Training Throughput:
- Achieved 1,302 tokens per GPU per second (TGS), a 12.5% improvement over the best feasible FP8 baseline (1,157 TGS).
- Compared to BF16, the speedup was 16.0%.
Convergence:
- The method achieved convergence strictly comparable to BF16 and FP8 baselines.
- Loss deviation was minimal (+0.61% relative to BF16), proving numerical stability despite aggressive quantization.
Kernel Performance:
- Fused kernels achieved 1.6x–1.9x speedup over naive sequences of separate operations.
- For MoE expert layers (the compute-heavy path), the custom implementation was 1.43x–1.53x faster than the standard Transformer Engine FP8 baseline, effectively amortizing the overhead seen in standard linear layers.

5. Significance

This work bridges the gap between the theoretical efficiency of FP4 and the reality of current hardware deployments.

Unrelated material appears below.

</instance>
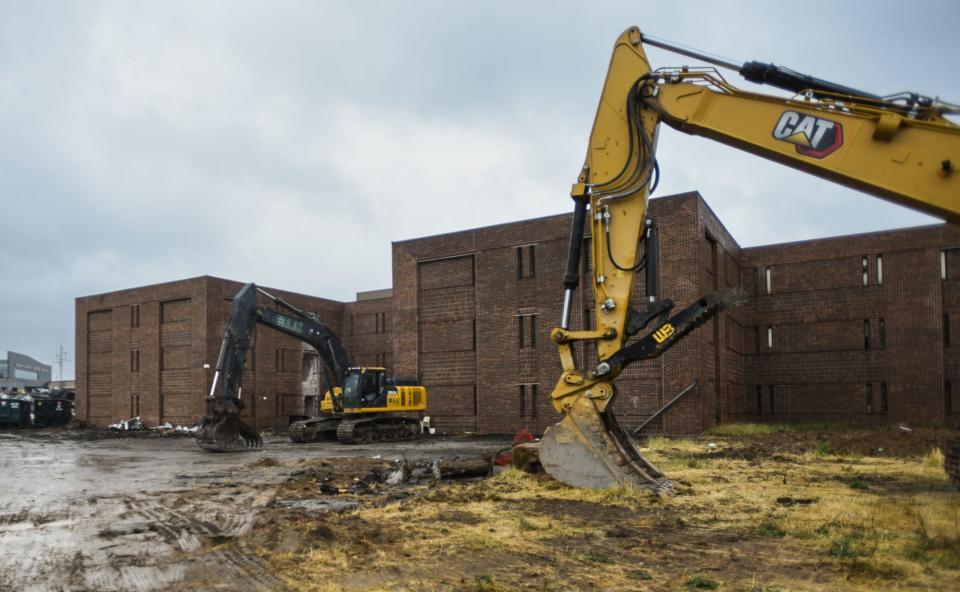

Immediate Impact: It allows organizations using existing Hopper GPU clusters to train larger models or use larger batch sizes without waiting for Blackwell hardware.
System Design Insight: It demonstrates that software-hardware co-design (specifically, asymmetric precision flows and fused kernels) can overcome hardware limitations.
Scalability: The method validates that FP4 is viable for trillion-parameter scale models, offering a clear path to further reduce the memory and bandwidth bottlenecks that currently limit the scaling of MoE architectures.